First, what do the terms ‘mayor’ and ‘burgemeester’, with its synonym ‘burgervader’, in Dutch mean? Both are derived from Latin counterparts. ‘Mayor’, according to Oxford Dictionaries, is a derivation of the Latin maior, meaning ‘the greater’, or ‘elder’. The word ‘burgemeester’ in Dutch means, according to Van Dale, ‘the first citizen’ – more literally ‘master of all citizens’. ‘Burgervader’ expresses this idea a bit more strongly: ’vader’ is derived from Latin pater, and the patres (plural) were the most prominent members of society, the ‘elders’. Within a patriarchal society the (male) patres and maiores are those in power, the political actors and the ones who set precedents for the future.
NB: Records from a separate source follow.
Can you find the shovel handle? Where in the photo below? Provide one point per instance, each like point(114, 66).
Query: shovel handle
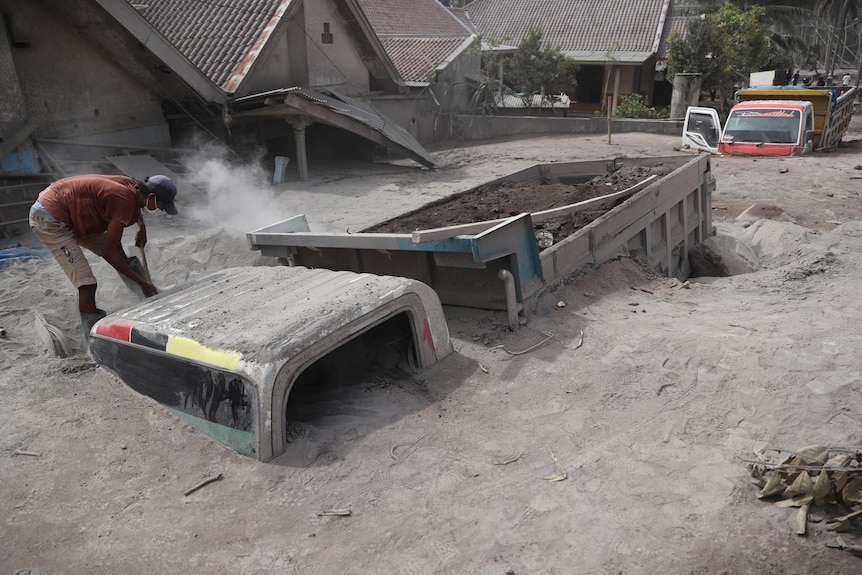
point(146, 268)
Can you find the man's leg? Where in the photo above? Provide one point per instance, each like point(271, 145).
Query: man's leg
point(62, 242)
point(94, 243)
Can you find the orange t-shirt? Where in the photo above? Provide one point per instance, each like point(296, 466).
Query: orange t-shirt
point(88, 203)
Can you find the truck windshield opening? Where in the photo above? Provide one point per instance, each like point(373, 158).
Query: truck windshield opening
point(766, 126)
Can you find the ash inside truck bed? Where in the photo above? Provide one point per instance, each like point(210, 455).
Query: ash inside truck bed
point(504, 199)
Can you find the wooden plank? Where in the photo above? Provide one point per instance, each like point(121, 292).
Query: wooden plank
point(546, 215)
point(420, 236)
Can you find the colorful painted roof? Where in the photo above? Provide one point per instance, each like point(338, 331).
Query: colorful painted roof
point(585, 30)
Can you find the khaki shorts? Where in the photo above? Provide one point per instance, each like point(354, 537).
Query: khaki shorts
point(66, 248)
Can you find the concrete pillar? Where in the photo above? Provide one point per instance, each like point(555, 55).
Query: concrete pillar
point(299, 125)
point(686, 92)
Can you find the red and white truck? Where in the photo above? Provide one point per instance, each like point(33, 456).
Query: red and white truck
point(772, 121)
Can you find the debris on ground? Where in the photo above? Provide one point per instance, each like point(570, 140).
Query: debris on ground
point(829, 479)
But the father image could be stretched further. In Roman times, one could be proclaimed pater patriae, father of the country, in the event of a military triumph or the prevention of civil conflict. Since Augustus the Roman emperors were generally considered – or considered themselves – the ultimate protectors of Rome and received the title almost by convention. Before the imperial age, one of the earliest men to lay claim on the title was Marcus Tullius Cicero. On the last day of his consulship, the highest position in Roman politics, the effect of his image as a father of the country proved a big one. He says: “the entire people of Rome accorded to me, not a vote of thanks which would pass with the day, but eternity and immortality, when, themselves upon oath, with one voice and one heart, they acclaimed an oath so proud and so memorable” (Against Piso 6; transl. N. Watts). Cicero presents himself as leader and caretaker of the people, who have opened their hearts to him by swearing on oath that he is their saviour. The rhetorical image of the entire people embracing and glorifying him, and, in turn, the portrayal of himself as guardian of the city and her citizens, is frequent in Cicero’s speeches. He made it part of his political programme that the Roman citizens were constantly reminded of Cicero’s symbolical post as ‘father of the country’.

An aureus (gold coin) from 13-14 AD celebrating emperor Augustus as pater patriae, by: CNG, via Wikimedia Commons.

The age-old commonplace of the fatherly leader looking after his citizens, and the reciprocal bond between both parties is easily identified in the political conduct of Van der Laan. Comparison with the Roman orator Cicero teaches us how effective and clever it is. Van der Laan presented himself as a guardian and father by calling the people of Amsterdam sweethearts, and admonishing them to take over his role after he died. Being a ‘burgervader’ the care for the citizens of Amsterdam was a normal feature of his job: he was the primary person responsible of the citizens. Yet he chose to develop the fatherly attitude actively and publicly, sometimes severe, often gentle. As the stories go, he could listen for hours to the story of a Jewish family, but just as easily he would rebuke an unreasonable fellow citizen. The mayor’s fellow citizens absorbed his message of familial love and projected it back onto his commemoration. This completes the circle; Van der Laan’s aim to make Amsterdam more harmonious, more responsible and ‘sweeter’ has been fulfilled. The immediate, visible and lasting success of ‘Eber <3’s’ paternal policy is surely a major reason why the whole of the Netherlands sung his praise.

Further reading

A. Alföldy, Der Vater des Vaterlandes im römischen Denken (Darmstadt: Wissenschaftliche Buchgesellschaft, 1971).

K. Rijken, Van der Laan. Biografie van een burgemeester (Amsterdam: Ambo Anthos, 2018).

B. Tooms, ‘Lieve man, een vriend, een bewogen politicus’, Nrc.nl, 06-10-2017 [last access. 05-02-2019].

Eberhard van der Laan, Popular Mayer of Amsterdam, dies at 62’, NY Times, 06-10-2017 [last access. 05-02-2019].